L’arena è stata ancora una volta il congresso della Cisl. Il ministro del Lavoro ha confermato tutti paletti del governo, ma ha, di fatto, spiegato quale potrà essere il modo per fare accettare un innalzamento dei requisiti per la pensione. «Siamo aperti - ha detto Sacconi - a discutere i modi con i quali occorre da un lato verificare la sostenibilità del sistema rispetto all’andamento demografico e al Pil e dall’altro a individuare i modi per garantire un maggiore potere d’acquisto alle pensioni, soprattutto a quelle basse». Il tutto - come aveva già sottolineato il ministro dell’Economia Giulio Tremonti - sarà «rimesso al dialogo sociale, senza sorprese, senza creare in alcun modo un clima di incertezza perché, soprattutto in tempo di crisi, le persone che oggi sono prossime alla pensione devono essere garantite».
Il dialogo sociale avrà appunto bisogno di Epifani. E a lui Sacconi ha rivolto l’invito a tornare a dialogare con il governo. «Il Paese in questo momento ha davvero bisogno di tutti: chiedo loro di riflettere e aprirsi al dialogo, prima che con il governo, con le altre organizzazioni rappresentative del lavoro». Appello in linea con lo spirito del congresso della Cisl che si chiude oggi. E con gli appelli all’unità sindacale fatti dal segretario Raffaele Bonanni il primo giorno. Epifani ha risposto non escludendo ritocchi al sistema previdenziale che prevedano la flessibilità, quindi la libertà di scelta e che riprendano le riforme del centrosinistra sui lavori usuranti, ai quali riservare un trattamento di favore. Posizioni che nel governo sono state giudicate da alcuni - il viceministro Adolfo Urso - come un «timido spiraglio» e da altri - il senatore Giuliano Cazzola - «un’apertura nulla». Il fatto, ha spiegato l’esponente del Pdl esperto di pensioni - è che «io non ho sentito dire a Epifani che serve elevare l’età minima».

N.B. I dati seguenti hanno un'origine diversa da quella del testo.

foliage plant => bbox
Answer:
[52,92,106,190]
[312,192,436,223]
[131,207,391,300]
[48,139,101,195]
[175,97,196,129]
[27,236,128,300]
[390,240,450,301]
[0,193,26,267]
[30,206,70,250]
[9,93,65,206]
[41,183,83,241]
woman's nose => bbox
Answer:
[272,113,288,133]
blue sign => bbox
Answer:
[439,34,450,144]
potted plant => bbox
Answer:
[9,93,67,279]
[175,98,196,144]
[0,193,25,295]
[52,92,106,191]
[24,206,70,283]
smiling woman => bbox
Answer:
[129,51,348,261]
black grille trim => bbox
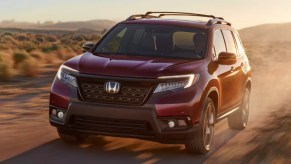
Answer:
[78,78,155,106]
[69,115,154,137]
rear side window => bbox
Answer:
[222,30,237,54]
[234,33,245,57]
[213,30,226,60]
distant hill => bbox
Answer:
[0,19,116,31]
[239,23,291,42]
[42,20,115,31]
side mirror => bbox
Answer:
[218,52,237,65]
[82,42,95,52]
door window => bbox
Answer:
[213,30,226,60]
[222,30,237,54]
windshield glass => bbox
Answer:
[94,24,207,59]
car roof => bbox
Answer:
[121,18,210,29]
[121,11,233,29]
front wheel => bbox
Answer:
[185,98,215,154]
[228,88,250,130]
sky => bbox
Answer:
[0,0,291,28]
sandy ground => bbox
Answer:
[0,47,291,163]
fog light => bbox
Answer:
[52,109,57,116]
[168,121,175,128]
[58,112,64,119]
[178,120,187,126]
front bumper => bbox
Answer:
[50,102,198,143]
[50,73,202,143]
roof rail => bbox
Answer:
[126,14,158,21]
[207,17,231,26]
[126,11,231,26]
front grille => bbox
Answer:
[78,77,151,105]
[69,115,154,137]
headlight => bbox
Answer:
[154,74,199,93]
[57,65,78,87]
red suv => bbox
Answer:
[49,12,251,154]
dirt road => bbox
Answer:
[0,54,291,164]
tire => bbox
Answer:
[185,98,215,154]
[57,128,86,143]
[228,88,251,130]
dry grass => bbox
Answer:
[20,58,41,77]
[0,31,100,80]
[0,51,14,81]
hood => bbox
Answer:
[65,52,203,78]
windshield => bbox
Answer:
[94,24,207,59]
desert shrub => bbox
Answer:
[45,35,58,42]
[89,34,100,42]
[20,58,41,77]
[35,36,44,43]
[42,44,59,53]
[30,51,46,60]
[0,54,14,81]
[2,32,13,37]
[22,41,37,52]
[44,53,57,64]
[15,34,29,41]
[72,34,85,42]
[13,51,29,66]
[0,35,17,44]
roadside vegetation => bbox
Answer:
[0,30,100,81]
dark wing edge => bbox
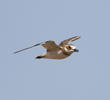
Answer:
[13,43,42,54]
[59,36,80,46]
[42,40,59,51]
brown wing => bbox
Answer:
[14,43,42,54]
[59,36,80,46]
[42,40,60,51]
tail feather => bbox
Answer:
[36,56,44,59]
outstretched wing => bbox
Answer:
[14,41,60,54]
[14,43,42,54]
[42,40,60,51]
[59,36,80,46]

Quello che è certo è che un intervento sulla previdenza, escluso nell’immediato per non rendere più odiosi gli effetti della crisi, diventerà necessario proprio per colpa della crisi. Un recente studio della Ragioneria dello stato dimostra che nei prossimi anni la spesa per le pensioni peserà un punto di Pil in più sui conti pubblici, per effetto congiunto del calo nella produzione rispetto alle previsioni e per l’inevitabile e costante aumento della spesa previdenziale. Un innalzamento dell’età dovrebbe quindi tamponare gli effetti e riportare in equilibrio la previdenza italiana. Dall’altro lato, i sindacati potrebbero pretendere - e Cgil Cisl, Uil e Ugl già lo stanno facendo - un aumento del potere d’acquisto delle pensioni. Il mezzo per realizzarlo potrebbe essere un vecchio cavallo di battaglia di Sacconi: un nuovo paniere Istat per calcolare l’inflazione, specifico per i pensionati. Gli adeguamenti degli assegni verrebbero così basati su un indicatore più aderente e più ventaggioso.